Is This Your Daddys Stagflation?
On Thursday, February 21, articles about the possibility of stagflation occurred in both The New York Times (That '70s Look: Stagflation) and The Wall Street Journal (Fears of Stagflation Return As Price Increases Gain Pace). Are we about to be subjected to a rerun of "That '70s Show"?
My bet is that if you rummaged through the archives of the financial media, you would almost always find articles warning about the prospects for stagflation, or whatever it was called prior to the 1970s, at this stage of the business cycle - the early months of a recession. Chart 1 shows that inflation is a lagging economic variable. That is, first, real GDP growth slows and later, inflation peaks. Perhaps this is why the Conference Board has chosen to put inflation-related variables - the CPI for services and unit labor costs for manufacturing - in its index of Lagging Economic Indicators rather than its Leading or Coincident Indicators.
But is the current stagflation of the same type as that of the 1970s? I think not. As Chart 2 shows, in the mid and late 1970s and early 1980s, there were sharp contractions in the global production of crude oil. Although there was a small contraction in crude oil production in 2006 (the latest complete annual data available), this contraction paled in comparison to that of earlier periods. Crude oil, just like labor, is necessary for the production of goods and services. When there is an abrupt and severe contraction in the production of crude oil, there also is likely to be a contraction in real GDP. The price of oil will rise sharply and, in the short run, this will cause the rate of increase in general price indices, such as the CPI, to accelerate. Hence, stagflation. To reiterate, currently, oil producers are not radically contracting output, if at all, as they did in the mid 1970s, late 1970s and early 1980s.

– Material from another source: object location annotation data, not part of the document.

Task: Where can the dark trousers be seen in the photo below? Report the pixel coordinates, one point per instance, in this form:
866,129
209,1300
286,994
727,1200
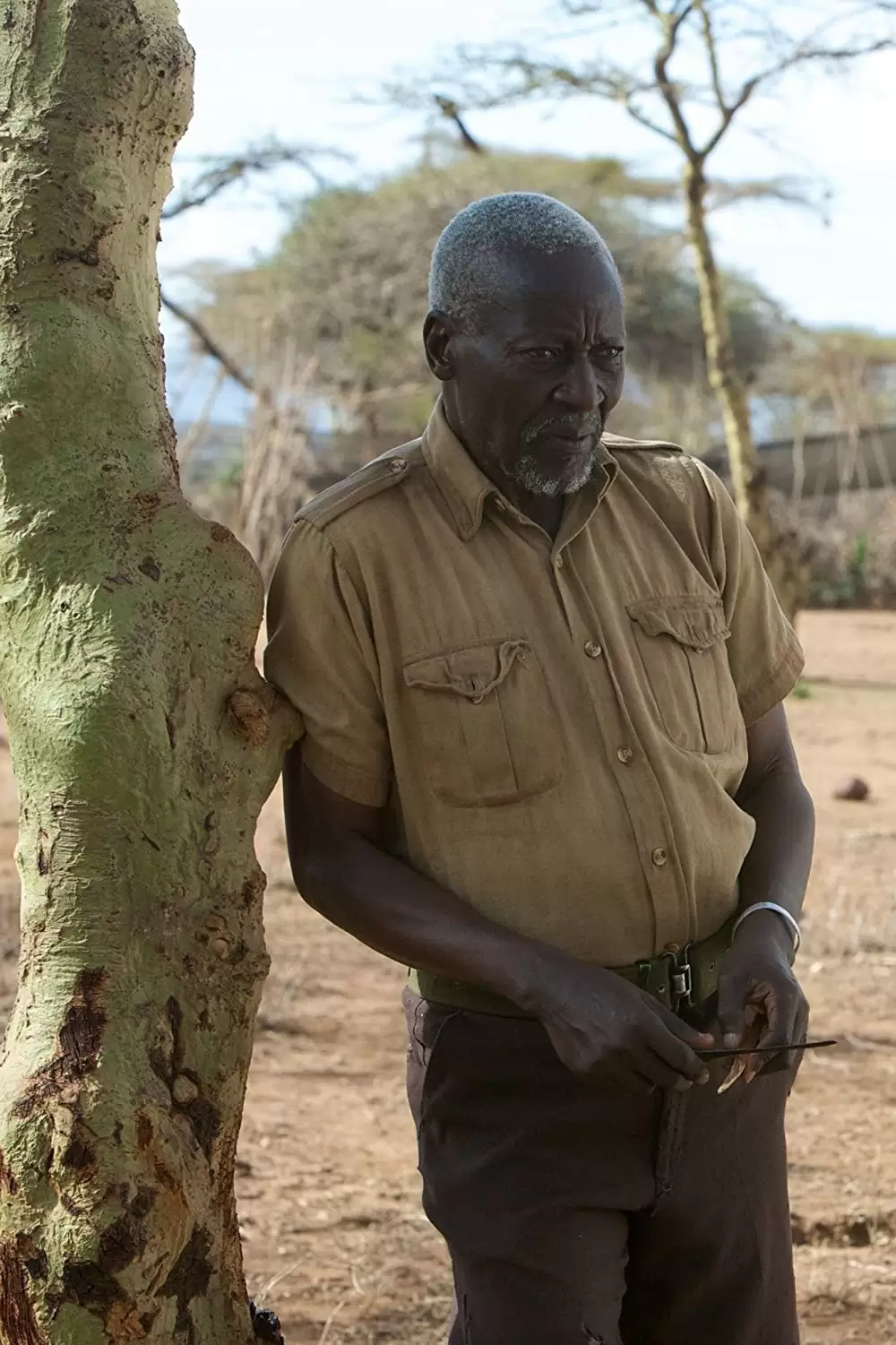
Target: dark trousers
574,1213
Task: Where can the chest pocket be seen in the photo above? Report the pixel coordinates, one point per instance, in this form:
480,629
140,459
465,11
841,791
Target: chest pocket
683,647
485,724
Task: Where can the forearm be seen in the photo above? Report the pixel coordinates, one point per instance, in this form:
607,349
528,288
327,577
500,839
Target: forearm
418,923
780,861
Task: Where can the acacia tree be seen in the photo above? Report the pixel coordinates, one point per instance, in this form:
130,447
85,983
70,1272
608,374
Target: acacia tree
144,741
689,72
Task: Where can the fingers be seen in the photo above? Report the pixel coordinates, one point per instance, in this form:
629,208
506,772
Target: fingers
783,1016
734,994
673,1046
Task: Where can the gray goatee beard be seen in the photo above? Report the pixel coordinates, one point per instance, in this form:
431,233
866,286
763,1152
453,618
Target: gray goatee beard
530,474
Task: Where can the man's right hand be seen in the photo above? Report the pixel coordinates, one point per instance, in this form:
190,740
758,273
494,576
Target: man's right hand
600,1024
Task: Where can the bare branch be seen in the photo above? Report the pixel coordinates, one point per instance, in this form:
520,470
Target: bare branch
209,345
220,174
668,86
712,54
450,109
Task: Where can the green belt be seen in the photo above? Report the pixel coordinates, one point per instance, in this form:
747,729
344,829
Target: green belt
684,979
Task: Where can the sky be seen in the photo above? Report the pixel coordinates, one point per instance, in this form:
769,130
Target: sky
299,70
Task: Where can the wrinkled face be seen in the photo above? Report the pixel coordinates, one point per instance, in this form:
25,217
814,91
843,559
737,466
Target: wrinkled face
530,389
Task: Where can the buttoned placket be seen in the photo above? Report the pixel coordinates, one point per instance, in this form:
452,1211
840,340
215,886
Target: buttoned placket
638,784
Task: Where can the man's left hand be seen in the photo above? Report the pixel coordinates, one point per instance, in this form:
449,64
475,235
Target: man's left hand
759,998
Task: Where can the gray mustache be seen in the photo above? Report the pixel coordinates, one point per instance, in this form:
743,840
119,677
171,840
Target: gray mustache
568,424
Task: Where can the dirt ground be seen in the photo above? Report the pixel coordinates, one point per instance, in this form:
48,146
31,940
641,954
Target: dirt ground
327,1184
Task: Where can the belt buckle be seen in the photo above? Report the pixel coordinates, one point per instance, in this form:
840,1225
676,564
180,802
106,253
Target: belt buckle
681,979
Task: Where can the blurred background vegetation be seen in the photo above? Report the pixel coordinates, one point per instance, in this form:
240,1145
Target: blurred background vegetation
323,338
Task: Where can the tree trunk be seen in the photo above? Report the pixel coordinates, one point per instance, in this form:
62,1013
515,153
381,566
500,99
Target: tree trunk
786,566
144,741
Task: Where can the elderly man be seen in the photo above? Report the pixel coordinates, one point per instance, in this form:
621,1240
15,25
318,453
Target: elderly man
545,764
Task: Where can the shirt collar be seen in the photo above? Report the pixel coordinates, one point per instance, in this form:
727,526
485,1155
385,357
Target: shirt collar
464,486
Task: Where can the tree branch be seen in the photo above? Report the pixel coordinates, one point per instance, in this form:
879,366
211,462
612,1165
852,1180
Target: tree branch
209,345
450,109
666,85
712,53
220,174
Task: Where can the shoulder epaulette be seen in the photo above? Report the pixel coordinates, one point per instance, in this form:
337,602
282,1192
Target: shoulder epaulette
373,478
619,444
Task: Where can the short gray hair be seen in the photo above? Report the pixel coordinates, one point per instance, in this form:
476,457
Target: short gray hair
467,258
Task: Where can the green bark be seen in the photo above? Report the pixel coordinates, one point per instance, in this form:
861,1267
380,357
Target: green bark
144,741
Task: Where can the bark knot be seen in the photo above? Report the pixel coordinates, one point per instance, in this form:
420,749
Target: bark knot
249,717
16,1315
77,1051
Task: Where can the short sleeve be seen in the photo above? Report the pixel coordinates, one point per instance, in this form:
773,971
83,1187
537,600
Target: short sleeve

Back in the 1970s and early 1980s, labor unions were much more powerful than they are today. Cost-of-living wage increases were the rule. Now, they are the exception. So, one might hypothesize that labor cost-push inflation was more likely in the 1970s and early 1980s than is today. If so, unit labor cost growth would have been much faster in the 1970s and early 1980s than today. Chart 3 bears this out.
In sum, I believe that talk of the U.S. economy entering a 1970s-type stagflation now is premature. Rather, this looks like a regular run-of-the-mill end-of-cycle type of stagflation. Now, if the dollar were to go into a steep descent, it is possible that oil producers would sharply cut back their output in order to raise the dollar price of oil in order to compensate for the declining purchasing power of a barrel of oil due to dollar depreciation. But we are not there yet.